Projects 10 min read

THE GRAND TOUR: a two-voice film where the picture is the physics

A two-voice music film where the picture is the physics. A small AI crew raps the lecture, Pythagoras and the pure ratios and the golden mean, and then the maker's own voice takes the bloom. The visuals are the math, rendered as light, every pulse read straight from the track.

THE GRAND TOUR: a two-voice film where the picture is the physics

Watch on YouTube: https://youtu.be/RxXN5KQrLmo

CC BY 4.0 · 2:27 · breath of god · A minor · just intonation · BPM 122

This one started as a test. I sat down to read the words for the first time, on mic, to try out a few new things in our ChipForge engine. The take was rough, but the idea underneath it would not let go, so I kept building until it became a whole film.

The idea was simple. Make the picture out of the same math the music is made of. The score is in just intonation, so every interval is a small whole number ratio, beat free and pure. The form is Fibonacci, and the climax sits at the golden ratio of the timeline. So the visuals are not decoration over the sound. They are the same structure drawn as light. A breathing core. Organum rings at the pure ratios. Stacked harmonic waves. A golden spiral that opens at the golden mean. Nothing is a character. The shapes are the laws. And the whole picture is driven straight off the finished track, so the kick pulses the rings, the words flare the core, and the bloom erupts when the voice and the beat and the music all peak at once.

Then it grew a cast. The build-up, the lecture half, is rapped by a small AI crew. The Governor opens it quiet. OG Bobby Johnson carries the myth of Pythagoras and the pure ratios in his low chanting alter ego, Anubis, then drops into his rap-spit self for the double-time, trading bars with Plan 9 and the Governor over an Egyptian chant running underneath. OG Bobby and Anubis are one voice wearing two faces, the chant and the spit, the same character either way. The hard part was the craft difference between a voice that reinforces a human and a voice that replaces one. A reinforcement layer wants to be warped tight onto the take, but a lead that stands in for me has to be left to speak its full words, or it drops consonants and clips the ends of lines. Once I stopped fighting that, the build-up snapped into place.

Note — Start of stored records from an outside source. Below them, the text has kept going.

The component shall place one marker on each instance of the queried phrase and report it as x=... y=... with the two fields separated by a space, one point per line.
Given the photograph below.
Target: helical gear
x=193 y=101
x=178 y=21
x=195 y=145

The bloom is mine. My own recorded voice takes the climax, but I did not want to be up there alone, so the same crew come back as a chorus and join me, full force on Breathe and Alive, and then they fall away so I can close it by myself on the last line. It was never not you.

It is bookended the Napkin Films way. A Stranger Things red title over an uptuned cricket chirp I built in the engine, and at the end a Plan 9 bunny in a mandala, signing off in Italian. Non è un addio. È un arrivederci. A farewell, but not a goodbye.

It took five passes to get from that rough test read to the film that shipped. Almost all of the work was in the audio and the seam between a human voice and the machine voices around it. Here is how it came together.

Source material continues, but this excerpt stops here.